Para evitarlos, con InDesign o cualquier otro programa de maquetación (así como incluso con Microsoft Word y la mayoría de editores de texto), puede definirse la manera en que se cortará esta última palabra de cada línea si no cabe. Por ejemplo estableciendo que deje un mínimo de letras arriba, o que no ponga demasiados guiones seguidos (algo que queda feo y se considera profesionalmente grave fallo de formateo). Todo ello se determina en las opciones de separación.

También se puede definir el espacio máximo -o mínimo- que puede haber entre palabras, antes de que se produzca el corte de la misma con guion y salto de línea (espacio entre palabras).

Es algo un poco complicado que mejor dejaremos sin tocar, siendo sobre todo necesario para textos en columnas muy estrechas como hemos visto, sobre todo en prensa y revistas. Ahí sí es muy necesario tener en cuenta dichas opciones, para que no haya líneas con excesivo espacio en blanco y muy pocas palabras, o por el contrario líneas muy apretadas o con excesivos guiones seguidos (todos los expertos coinciden en que no debe haber más de 2-3 líneas seguidas con guiones como mucho).

De igual forma, cortar palabras dejando pocas letras en la línea de arriba o de abajo (1 o 2 nada más) también está ampliamente considerado como algo “feo”, y un fallo de formateo.
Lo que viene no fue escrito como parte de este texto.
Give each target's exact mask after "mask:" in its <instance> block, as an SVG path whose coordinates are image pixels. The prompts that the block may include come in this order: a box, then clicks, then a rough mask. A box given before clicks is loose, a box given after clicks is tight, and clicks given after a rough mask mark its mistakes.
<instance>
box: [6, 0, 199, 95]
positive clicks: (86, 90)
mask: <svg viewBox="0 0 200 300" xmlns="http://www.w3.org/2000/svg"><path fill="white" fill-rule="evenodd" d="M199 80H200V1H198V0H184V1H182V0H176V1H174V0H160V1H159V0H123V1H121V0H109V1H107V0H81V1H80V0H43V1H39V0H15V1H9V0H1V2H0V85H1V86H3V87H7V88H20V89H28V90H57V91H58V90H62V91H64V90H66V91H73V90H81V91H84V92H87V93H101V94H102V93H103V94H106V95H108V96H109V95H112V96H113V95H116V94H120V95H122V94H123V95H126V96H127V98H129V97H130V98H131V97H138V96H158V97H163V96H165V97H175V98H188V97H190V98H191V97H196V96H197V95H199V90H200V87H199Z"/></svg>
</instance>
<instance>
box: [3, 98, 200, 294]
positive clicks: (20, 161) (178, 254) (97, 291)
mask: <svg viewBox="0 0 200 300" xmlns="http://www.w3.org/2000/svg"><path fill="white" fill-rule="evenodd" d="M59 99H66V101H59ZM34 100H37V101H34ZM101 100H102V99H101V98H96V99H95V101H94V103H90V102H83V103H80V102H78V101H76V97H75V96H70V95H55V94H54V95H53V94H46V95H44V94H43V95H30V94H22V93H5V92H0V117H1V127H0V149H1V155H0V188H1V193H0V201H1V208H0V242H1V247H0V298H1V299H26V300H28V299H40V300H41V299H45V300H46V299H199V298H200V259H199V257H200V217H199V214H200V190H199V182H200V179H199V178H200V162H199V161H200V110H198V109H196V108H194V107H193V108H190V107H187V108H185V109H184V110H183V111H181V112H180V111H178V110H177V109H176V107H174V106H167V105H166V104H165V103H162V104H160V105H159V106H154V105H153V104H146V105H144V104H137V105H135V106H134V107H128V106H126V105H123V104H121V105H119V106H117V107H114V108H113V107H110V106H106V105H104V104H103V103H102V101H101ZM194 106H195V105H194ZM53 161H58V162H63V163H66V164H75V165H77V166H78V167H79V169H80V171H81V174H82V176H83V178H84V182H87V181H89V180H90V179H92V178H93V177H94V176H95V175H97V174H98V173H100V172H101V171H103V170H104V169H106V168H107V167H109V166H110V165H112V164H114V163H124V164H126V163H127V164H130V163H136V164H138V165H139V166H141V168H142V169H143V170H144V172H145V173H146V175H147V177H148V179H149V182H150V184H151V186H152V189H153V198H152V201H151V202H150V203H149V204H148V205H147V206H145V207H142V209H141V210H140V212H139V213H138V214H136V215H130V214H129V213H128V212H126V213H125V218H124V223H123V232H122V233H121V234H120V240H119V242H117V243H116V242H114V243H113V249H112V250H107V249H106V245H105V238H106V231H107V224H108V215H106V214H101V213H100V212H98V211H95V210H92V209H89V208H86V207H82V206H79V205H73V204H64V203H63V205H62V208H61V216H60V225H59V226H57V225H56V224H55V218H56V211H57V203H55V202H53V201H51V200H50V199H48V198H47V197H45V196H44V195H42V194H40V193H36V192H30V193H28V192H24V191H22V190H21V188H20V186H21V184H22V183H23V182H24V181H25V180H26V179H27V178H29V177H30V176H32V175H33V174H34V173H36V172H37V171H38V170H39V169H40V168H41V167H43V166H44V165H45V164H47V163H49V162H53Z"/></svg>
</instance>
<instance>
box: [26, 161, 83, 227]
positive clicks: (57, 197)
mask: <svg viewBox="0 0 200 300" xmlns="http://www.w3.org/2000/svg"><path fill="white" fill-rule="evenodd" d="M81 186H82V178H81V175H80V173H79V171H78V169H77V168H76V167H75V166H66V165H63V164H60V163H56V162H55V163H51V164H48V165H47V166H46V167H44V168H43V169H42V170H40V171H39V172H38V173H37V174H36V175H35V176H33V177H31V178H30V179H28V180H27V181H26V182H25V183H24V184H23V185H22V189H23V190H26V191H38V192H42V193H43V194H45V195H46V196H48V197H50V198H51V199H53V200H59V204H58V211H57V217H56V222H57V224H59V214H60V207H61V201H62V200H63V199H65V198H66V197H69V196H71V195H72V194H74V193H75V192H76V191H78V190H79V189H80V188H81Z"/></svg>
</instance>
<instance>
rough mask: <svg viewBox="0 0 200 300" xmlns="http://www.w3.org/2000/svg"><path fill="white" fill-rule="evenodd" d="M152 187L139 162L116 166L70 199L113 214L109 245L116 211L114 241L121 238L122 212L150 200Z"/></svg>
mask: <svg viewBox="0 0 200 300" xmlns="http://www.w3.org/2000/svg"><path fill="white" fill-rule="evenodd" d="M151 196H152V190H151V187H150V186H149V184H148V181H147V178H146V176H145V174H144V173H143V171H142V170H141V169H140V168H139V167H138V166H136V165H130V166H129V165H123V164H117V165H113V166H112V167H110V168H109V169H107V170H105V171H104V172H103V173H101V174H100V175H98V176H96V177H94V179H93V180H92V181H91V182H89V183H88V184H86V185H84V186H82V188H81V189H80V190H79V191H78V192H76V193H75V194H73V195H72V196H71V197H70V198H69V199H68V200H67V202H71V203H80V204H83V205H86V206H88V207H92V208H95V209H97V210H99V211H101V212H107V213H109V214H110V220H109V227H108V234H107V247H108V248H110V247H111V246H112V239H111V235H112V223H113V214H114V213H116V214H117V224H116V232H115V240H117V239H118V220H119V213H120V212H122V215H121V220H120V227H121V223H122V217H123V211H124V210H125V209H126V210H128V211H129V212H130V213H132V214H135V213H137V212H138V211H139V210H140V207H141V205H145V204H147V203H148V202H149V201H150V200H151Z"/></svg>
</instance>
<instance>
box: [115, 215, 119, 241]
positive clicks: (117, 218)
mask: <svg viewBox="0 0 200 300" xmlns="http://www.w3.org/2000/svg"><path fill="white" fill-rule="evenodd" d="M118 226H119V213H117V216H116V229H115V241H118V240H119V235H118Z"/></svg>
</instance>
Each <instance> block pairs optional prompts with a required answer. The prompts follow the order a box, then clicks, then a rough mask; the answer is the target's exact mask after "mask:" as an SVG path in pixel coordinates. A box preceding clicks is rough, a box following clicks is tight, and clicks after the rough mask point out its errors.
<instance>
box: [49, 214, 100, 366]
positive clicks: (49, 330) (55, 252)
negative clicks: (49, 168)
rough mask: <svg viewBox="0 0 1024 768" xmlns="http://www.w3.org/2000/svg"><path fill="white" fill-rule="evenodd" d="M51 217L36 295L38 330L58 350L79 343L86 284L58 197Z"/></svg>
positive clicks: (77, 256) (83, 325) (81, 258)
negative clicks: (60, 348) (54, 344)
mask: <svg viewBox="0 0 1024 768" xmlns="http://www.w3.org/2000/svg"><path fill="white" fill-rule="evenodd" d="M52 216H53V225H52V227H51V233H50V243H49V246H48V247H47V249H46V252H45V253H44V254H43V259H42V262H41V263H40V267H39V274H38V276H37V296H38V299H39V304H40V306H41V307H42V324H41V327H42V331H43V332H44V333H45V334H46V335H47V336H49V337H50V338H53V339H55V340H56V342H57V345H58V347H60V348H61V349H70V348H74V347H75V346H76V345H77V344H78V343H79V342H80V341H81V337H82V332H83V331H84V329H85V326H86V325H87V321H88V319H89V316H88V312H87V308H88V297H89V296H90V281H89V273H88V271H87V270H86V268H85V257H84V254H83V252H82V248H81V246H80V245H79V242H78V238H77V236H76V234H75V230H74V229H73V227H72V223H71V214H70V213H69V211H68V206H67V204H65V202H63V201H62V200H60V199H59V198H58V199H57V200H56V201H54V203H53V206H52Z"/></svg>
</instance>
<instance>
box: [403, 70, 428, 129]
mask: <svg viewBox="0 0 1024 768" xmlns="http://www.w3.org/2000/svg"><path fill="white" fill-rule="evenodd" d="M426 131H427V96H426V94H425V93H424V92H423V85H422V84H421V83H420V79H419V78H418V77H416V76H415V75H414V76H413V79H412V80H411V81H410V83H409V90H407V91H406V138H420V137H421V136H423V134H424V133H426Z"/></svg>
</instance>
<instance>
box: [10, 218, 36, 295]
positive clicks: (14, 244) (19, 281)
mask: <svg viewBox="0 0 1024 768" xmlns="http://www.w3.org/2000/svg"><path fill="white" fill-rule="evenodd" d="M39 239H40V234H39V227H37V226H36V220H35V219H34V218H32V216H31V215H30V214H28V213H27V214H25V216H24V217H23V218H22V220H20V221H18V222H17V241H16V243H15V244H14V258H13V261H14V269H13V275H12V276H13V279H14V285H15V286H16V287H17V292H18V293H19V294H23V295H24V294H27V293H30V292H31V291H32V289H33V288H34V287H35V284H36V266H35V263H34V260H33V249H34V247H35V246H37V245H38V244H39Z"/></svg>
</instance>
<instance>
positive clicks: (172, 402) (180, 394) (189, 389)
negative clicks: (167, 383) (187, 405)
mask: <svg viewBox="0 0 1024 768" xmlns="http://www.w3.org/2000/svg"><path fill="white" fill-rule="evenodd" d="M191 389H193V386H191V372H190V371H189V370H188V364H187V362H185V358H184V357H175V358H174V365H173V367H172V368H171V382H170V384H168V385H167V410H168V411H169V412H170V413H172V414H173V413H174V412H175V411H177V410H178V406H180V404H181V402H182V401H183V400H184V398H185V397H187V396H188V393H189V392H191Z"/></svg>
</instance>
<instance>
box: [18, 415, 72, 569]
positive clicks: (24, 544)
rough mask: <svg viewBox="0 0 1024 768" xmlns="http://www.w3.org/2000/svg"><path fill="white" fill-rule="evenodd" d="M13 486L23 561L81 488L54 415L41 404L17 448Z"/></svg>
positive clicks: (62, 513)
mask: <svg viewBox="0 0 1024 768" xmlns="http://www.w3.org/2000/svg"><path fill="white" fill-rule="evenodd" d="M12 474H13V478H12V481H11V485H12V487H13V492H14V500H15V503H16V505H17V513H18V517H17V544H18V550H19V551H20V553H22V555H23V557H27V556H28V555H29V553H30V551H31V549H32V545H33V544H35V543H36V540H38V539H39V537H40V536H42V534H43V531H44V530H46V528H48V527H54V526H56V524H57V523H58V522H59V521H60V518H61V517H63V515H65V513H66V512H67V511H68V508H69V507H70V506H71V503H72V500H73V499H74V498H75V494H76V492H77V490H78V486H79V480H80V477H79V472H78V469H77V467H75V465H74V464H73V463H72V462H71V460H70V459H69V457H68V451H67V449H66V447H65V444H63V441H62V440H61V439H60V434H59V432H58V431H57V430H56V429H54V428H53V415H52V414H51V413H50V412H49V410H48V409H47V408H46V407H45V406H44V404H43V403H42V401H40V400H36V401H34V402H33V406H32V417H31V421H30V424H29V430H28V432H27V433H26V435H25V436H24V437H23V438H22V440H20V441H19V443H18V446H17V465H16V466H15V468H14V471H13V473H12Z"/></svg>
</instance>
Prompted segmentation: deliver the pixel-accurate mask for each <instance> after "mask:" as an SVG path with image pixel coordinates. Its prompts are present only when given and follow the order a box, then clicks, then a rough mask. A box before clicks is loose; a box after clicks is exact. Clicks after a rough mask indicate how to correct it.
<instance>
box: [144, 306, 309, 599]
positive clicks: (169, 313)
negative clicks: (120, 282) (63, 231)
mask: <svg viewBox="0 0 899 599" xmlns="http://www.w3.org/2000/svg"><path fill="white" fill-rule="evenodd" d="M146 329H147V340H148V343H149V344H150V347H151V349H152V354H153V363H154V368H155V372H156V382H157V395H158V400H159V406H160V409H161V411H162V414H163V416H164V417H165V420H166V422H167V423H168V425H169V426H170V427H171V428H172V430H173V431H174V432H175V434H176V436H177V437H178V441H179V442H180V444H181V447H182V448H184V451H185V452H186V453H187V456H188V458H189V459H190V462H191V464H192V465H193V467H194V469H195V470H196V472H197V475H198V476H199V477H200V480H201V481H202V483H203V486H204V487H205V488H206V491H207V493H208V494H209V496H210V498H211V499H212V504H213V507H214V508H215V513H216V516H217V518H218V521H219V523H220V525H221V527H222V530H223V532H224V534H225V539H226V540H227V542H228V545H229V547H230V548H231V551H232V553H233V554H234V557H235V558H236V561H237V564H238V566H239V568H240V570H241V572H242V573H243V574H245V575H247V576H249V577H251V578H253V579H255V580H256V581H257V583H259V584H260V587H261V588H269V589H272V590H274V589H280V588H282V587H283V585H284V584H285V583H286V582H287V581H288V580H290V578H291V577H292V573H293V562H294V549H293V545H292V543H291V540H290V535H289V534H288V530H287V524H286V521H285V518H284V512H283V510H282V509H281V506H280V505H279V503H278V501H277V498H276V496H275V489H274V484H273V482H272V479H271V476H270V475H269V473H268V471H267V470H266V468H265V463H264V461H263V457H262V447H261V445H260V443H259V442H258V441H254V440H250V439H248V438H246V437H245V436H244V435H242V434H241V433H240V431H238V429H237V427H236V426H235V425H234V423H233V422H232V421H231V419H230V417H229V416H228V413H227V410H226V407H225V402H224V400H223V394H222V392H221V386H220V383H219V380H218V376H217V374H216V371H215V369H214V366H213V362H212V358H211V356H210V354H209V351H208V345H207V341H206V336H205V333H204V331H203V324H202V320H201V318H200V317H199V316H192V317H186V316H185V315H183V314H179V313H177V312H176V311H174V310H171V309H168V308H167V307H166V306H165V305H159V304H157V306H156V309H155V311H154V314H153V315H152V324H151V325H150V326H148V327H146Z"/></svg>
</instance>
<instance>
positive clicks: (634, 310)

Es equiparable a dejar una línea viuda o huérfana (con muy pocas letras y por tanto muy vacías, así como sueltas y separadas de su párrafo, por estar éste en otra columna o página).

Uso correcto de las mayúsculas y versalitas (o small caps).

Seguimos con Typewolf respecto al adecuado uso de las small caps o versalitas en los textos. Todo lo que dice sobre este tema me parece excelente.

Ejemplos de versalitas, imagen de Wikipedia

Las versalitas son pequeñas letras mayúsculas, más o menos del tamaño de la altura X de las minúsculas. Dicha altura X es la que tienen las minúsculas sin el trazo ascendente o descendente. Por ejemplo: esto es small-caps.

Altura X de una letra, imagen de Wikipedia

Estas letras se leen mejor que las mayúsculas normales, fluyendo mejor con el resto del texto. ¿Cuándo usarlas?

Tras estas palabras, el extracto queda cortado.